Exploring and Integrating the Deep Web: Building a Database of Databases
Kevin Chen-Chuan Chang
Award year: 2003-2004
This research aims at enabling access to structured information sources on the Internet. Over the past few years, the Web has deepened dramatically - A significant and increasing amount of information is hidden on the "deep" Web, behind the query interfaces of searchable databases. Because current crawlers cannot effectively query databases, such data is mostly invisible to traditional search engines, and thus remain largely hidden from users.

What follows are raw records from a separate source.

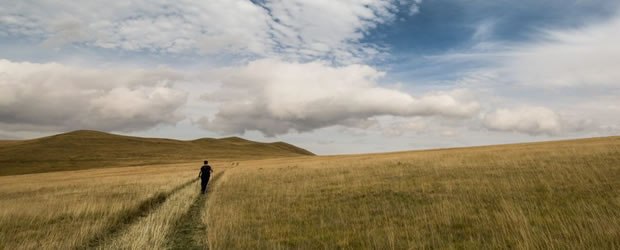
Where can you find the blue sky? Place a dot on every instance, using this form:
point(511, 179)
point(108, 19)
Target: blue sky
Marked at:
point(331, 76)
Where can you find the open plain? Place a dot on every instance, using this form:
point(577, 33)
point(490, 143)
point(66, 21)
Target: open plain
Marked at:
point(552, 195)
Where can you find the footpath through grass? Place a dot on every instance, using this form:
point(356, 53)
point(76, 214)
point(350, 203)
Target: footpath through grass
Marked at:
point(190, 228)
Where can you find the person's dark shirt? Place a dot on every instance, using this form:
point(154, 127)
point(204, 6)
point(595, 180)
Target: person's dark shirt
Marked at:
point(205, 171)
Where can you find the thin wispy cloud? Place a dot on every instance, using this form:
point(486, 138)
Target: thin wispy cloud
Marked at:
point(391, 72)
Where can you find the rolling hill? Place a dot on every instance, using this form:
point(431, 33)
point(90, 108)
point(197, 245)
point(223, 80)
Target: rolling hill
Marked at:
point(85, 149)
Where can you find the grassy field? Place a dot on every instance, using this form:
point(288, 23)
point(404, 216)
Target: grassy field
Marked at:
point(86, 149)
point(555, 195)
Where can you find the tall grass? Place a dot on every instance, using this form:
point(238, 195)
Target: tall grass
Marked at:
point(66, 210)
point(561, 195)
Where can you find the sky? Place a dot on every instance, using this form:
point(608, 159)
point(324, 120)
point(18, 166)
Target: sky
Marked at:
point(331, 76)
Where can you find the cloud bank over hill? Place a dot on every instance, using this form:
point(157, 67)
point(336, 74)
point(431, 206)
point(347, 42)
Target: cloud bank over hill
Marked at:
point(55, 97)
point(275, 97)
point(394, 73)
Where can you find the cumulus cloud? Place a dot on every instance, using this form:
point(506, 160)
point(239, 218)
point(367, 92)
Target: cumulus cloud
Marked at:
point(533, 120)
point(410, 125)
point(275, 97)
point(58, 97)
point(299, 29)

As the context of this proposal, we propose to build a metaquery system, to help users in finding and querying these databases uniformly with rich expressive queries. Our goal is two fold: First, to make the deep Web systematically accessible: the MetaExplorer will help users find online databases that are useful for their queries. Second, to make the deep Web uniformly usable: the MetaIntegrator will help users interact with online databases to ask queries. To open up the deep Web, this MetaQuerier faces new challenges: First, it must deal with large scale, since sources are proliferating rapidly online. Second, it must be dynamic and ad-hoc: each query will dynamically select different ad-hoc sources.
Toward realizing MetaQuerier, this proposal specifically aims at exploring and representing databases on the Web. We propose to develop a deep-Web source search engine for crawling sources online to construct a database of databases. We will focus on techniques for source discovery, modeling, and extraction. Building this source search engine is crucial. First, this search engine (as an essential module of the MetaQuerier) will crawl online sources, construct a database of databases, and thus enable users to access the deep Web. Second, this search engine is in fact strategically important to guide our research -- It will construct a source repository, as a large-scale dataset, which will be crucial for realistically conveying both challenges and opportunities: Our motivating survey of the deep-Web frontier reveals that, for integrating massive networked databases, this large scale of proliferating sources is not only a pressing challenge to address, but also a unique opportunity to leverage- for pursuing "holistic" approaches. Third, its goal toward practical deployment (say, as a "Google" for searching online databases) will help bridge our basic research to the more applied focus of NCSA, leading to synergistic and interdisciplinary collaboration.